Campus Reform | Princeton prof: American exceptionalism 'allows us to contain our ugliness'

Princeton prof: American exceptionalism 'allows us to contain our ugliness'

Eddie Glaude, chair of Princeton University’s African American Studies department, denounced the notion of American exceptionalism while speaking on Detroit Today with Stephen Henderson.

He also discussed how White people could be set “free from being White.”

Professor Eddie Glaude, chair of Princeton University’s African American Studies Department, denounced the notion of American exceptionalism while speaking on Detroit Today with host Stephen Henderson.

At the outset of the interview, Henderson played a 2019 clip of Glaude explaining that America must set White people “free from being White.”

“Walking away from being White — what would that look like?” asked Henderson after playing the clip.
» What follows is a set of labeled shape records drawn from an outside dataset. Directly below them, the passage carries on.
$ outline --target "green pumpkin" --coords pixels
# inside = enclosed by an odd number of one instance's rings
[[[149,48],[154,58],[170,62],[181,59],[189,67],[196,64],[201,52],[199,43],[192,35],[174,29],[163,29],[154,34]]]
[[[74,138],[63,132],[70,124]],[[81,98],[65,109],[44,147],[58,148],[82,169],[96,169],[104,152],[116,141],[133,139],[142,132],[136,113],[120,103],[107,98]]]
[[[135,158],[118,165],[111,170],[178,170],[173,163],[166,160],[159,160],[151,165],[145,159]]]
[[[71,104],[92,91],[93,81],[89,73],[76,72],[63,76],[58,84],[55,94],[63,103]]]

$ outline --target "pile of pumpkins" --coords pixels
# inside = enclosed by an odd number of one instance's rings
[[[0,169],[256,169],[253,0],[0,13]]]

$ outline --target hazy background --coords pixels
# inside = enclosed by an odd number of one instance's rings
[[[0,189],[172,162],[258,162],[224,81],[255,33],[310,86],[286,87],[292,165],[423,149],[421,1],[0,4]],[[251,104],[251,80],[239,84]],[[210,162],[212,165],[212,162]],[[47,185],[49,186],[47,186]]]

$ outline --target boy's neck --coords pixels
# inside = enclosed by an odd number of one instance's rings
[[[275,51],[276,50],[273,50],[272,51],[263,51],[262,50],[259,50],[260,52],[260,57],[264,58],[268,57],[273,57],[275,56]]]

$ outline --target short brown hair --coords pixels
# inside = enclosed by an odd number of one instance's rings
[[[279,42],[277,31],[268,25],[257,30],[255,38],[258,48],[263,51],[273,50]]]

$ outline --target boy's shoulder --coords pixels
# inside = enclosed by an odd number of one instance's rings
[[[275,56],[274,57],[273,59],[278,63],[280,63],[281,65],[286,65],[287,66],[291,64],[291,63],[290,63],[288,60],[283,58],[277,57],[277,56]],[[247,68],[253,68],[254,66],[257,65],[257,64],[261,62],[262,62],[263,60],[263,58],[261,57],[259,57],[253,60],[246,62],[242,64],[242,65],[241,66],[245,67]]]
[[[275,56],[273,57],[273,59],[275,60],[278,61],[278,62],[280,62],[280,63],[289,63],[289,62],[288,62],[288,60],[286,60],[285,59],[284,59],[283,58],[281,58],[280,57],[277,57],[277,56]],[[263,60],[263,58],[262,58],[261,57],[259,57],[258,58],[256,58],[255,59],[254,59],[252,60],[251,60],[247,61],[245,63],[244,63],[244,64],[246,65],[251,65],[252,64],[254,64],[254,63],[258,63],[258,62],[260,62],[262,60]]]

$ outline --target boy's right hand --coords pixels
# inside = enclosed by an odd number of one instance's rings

Using the example of a Southerner who trained his mind to avoid racism, Glaude described such an action as an “ongoing work of interrogating the way in which Whiteness comes to us as natural as language." 

“For many White people, there is no real awareness of the advantage of the privilege that they have,” Henderson responded. “Despite the overwhelming evidence that their lives are valued more than others… they don’t really see those things.”

“That’s a generous read… It’s a kind of willful ignorance,” remarked Glaude. “What some philosophers call ‘epistemic ignorance’ … Part of our work is to bear witness, is to press the case, is to relentlessly attack this willful ignorance.”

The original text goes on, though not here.